Kai grinned, "Really?"
"No, it's horrible, but I really appreciate the thought!"
By the counters, Nya joined Lloyd.
"Hey."
"Hey." She looked at her best friend, "So, I didn't say anything about being bi because I didn't think it was anyone's business. And I didn't want anything to change." She admitted. Lloyd nodded understandingly, "I get it. I'm sorry I was so nosy."
Nya smiled, "It actually felt really good to tell somebody on the team, finally. I'm glad it was you."
"Alright." They clinked bottles and Nya added on, "Also, now we go back to never talking about my love life again."

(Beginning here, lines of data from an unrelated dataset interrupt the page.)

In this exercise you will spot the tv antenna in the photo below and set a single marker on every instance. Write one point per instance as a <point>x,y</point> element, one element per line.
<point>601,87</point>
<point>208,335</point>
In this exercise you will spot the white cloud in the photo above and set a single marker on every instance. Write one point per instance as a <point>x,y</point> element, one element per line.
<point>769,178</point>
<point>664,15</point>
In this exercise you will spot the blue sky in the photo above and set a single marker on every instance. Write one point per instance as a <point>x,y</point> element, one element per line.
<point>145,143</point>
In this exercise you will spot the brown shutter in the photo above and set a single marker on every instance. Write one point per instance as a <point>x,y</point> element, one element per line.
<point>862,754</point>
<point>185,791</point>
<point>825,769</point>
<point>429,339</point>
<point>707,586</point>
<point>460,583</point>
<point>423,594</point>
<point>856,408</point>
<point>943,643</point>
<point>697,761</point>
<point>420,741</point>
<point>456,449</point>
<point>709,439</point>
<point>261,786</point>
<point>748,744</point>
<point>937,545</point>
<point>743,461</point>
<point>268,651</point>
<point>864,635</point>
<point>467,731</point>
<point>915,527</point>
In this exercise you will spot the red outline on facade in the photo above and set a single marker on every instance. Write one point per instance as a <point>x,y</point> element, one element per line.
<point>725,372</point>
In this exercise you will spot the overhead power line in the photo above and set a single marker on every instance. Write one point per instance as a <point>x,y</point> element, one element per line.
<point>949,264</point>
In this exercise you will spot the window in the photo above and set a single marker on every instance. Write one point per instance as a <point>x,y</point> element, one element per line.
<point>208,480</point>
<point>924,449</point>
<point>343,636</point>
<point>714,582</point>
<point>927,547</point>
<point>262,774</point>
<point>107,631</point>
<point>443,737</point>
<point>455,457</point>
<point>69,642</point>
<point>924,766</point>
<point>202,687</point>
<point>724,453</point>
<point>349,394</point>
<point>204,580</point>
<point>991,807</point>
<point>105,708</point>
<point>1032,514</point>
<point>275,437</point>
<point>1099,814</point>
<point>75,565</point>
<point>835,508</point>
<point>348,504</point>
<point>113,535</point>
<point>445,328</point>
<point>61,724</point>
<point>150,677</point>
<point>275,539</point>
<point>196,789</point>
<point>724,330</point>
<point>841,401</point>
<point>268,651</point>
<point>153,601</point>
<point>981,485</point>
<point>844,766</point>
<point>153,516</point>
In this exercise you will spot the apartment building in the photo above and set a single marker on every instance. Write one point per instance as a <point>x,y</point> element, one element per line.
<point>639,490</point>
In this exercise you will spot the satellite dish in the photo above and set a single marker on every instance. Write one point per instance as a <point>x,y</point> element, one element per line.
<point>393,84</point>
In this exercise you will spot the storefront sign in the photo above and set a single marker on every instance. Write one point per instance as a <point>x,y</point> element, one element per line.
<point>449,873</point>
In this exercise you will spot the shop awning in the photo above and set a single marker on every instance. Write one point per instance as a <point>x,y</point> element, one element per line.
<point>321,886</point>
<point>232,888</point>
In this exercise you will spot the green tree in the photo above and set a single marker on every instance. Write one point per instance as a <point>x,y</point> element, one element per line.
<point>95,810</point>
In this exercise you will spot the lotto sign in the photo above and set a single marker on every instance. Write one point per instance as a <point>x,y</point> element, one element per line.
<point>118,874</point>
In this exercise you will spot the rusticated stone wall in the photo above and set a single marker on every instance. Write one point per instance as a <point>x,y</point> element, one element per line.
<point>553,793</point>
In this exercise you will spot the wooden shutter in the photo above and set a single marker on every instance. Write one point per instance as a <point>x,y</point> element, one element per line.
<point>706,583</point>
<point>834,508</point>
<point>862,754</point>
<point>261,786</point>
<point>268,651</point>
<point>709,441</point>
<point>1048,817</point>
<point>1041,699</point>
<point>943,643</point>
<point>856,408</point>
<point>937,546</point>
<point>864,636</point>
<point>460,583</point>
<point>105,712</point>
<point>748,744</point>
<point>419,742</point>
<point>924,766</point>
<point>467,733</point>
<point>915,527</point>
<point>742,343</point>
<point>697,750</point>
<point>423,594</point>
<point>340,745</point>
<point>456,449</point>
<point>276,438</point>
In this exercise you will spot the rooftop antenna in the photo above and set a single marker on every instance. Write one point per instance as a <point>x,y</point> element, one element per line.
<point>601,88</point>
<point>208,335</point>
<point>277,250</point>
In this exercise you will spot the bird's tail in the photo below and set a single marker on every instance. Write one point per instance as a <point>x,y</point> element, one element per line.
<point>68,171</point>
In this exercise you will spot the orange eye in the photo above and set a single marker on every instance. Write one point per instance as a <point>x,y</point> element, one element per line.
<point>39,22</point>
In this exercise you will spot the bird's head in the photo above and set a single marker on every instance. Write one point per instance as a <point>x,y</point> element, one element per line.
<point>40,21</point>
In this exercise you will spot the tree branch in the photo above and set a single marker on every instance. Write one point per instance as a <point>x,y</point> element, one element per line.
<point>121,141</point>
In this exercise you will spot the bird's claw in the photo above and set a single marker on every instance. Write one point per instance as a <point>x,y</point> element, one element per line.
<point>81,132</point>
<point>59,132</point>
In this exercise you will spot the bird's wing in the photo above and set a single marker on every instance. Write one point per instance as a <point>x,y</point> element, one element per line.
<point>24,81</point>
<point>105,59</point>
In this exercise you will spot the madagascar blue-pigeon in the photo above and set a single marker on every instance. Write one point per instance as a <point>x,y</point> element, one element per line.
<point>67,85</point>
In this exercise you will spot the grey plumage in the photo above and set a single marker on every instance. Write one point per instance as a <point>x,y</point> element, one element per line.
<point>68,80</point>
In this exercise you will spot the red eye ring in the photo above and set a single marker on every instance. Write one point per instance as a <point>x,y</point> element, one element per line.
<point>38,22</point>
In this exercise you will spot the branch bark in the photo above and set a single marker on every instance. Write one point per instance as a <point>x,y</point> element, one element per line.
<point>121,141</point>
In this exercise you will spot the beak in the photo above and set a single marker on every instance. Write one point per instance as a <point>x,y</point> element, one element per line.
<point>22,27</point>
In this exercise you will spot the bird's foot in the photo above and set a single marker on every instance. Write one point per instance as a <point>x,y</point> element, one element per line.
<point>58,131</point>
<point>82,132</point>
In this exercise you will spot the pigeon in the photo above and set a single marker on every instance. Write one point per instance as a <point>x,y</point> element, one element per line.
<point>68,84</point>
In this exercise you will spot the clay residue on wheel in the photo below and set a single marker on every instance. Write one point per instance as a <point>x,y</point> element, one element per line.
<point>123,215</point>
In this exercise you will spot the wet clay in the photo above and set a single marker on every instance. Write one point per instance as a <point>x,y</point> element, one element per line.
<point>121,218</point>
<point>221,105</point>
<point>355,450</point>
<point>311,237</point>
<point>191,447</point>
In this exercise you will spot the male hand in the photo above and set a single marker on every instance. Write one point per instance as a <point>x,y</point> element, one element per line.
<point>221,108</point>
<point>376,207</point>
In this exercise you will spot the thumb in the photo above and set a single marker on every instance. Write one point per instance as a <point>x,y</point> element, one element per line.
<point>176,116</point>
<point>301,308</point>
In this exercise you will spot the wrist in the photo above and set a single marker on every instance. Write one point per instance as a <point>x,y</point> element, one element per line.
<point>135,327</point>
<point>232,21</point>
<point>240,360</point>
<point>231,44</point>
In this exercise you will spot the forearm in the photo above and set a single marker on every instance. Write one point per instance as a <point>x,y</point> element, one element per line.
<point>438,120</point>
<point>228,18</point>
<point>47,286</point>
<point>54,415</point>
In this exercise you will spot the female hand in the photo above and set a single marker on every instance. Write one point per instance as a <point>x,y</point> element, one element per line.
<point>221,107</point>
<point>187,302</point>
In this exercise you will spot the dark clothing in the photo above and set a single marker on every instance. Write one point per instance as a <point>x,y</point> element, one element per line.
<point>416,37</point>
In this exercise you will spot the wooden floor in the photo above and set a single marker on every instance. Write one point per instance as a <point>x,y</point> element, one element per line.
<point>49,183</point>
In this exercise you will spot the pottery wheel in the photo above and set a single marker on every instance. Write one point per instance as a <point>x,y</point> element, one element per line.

"Uh, request denied. Is her name Anne? Meredith? Kim? Erica? Moana?"
"Master Wu!" Jay cheered. The elderly man grinned, "It's official. My name is in the hat for Mayor."
Everyone cheered. Wu accepted a cup of tea, "I still don't know how we're gonna deal with the Ronin compilation."
Jay beamed, "Two words: laser jails. But, you know, we'll figure it out."
"TO THE WAY BACK!" Cole yelled.
Everyone followed after, "TO THE WAY BACK!"
This took way too long. I cba to update tonight, sorry!